CONCUR: EVANS, Circuit Judge, concurring. Although it's debatable whether expending dynes (to say nothing about newtons) pressing the keys of my wordprocessor to concur in this case is worth the effort, I do so because the result we reach, though correct on the law, is divorced from common sense. For one thing, people don't get charged criminally for expending a newton of force against victims. Flores actually beat his wife- after violating a restraining order based on at least one prior beating- and got a one-year prison sentence for doing so.

If it is permissible to look to Flores' "real conduct" to determine if the person he beat was his wife rather than some stranger, why does it not make perfectly good sense to allow an immigration judge to look at what he really did in other respects as well, rather [*15] than restrict the judge to a cramped glance at the "elements" of a cold statute?
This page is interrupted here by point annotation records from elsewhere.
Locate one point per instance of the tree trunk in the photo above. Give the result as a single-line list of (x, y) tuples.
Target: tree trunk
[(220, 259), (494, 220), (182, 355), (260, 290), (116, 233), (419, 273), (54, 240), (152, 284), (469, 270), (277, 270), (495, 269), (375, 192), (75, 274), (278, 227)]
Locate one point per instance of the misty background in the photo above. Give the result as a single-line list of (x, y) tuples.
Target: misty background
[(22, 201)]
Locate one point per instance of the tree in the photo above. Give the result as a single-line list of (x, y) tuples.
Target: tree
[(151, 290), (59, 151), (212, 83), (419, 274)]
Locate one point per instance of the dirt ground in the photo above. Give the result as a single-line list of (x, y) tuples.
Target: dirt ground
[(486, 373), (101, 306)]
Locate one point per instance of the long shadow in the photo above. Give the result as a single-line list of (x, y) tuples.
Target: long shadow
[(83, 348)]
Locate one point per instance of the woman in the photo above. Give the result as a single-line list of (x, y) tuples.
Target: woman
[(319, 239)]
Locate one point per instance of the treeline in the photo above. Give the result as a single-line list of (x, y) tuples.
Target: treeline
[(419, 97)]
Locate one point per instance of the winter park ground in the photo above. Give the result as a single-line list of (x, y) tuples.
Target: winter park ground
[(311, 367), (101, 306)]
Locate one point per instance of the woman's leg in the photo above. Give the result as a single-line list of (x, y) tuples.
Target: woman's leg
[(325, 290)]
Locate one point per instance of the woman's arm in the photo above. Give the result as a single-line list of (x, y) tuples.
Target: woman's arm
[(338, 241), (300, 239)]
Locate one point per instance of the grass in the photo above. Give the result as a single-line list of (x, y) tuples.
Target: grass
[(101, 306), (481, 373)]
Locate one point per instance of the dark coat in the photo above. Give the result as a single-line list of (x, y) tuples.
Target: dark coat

The more information upon which the judge acts, the better. A common-sense review here should lead one to conclude that Flores committed a "crime of domestic violence." Simply put, by any commonly understood meaning of that term, that's exactly what he did, and that should be the end of the story. We, and the IJ as well in this case, should be able to look at what really happened. We recently observed that critics of our system of law often see it as "not tethered very closely to common sense." United States v. Cranley, 2003 U.S. App. LEXIS 23573, (2003 WL 22718171, decided November 19, 2003). This case is a good example of why that observation hits the nail on the head. Nevertheless, Judge Easterbrook is correct in applying the law so I join his persuasive (as usual) and colorful- snowballs, spitballs, and paper airplanes et al.- opinion. However, I do not applaud the result we reach. And one final point: Whether doing what Flores actually did should cause him to be removed from the country is a question we are without jurisdiction to answer. For better or worse, that's a matter for the executive branch as [*16] it attempts to implement the will of Congress.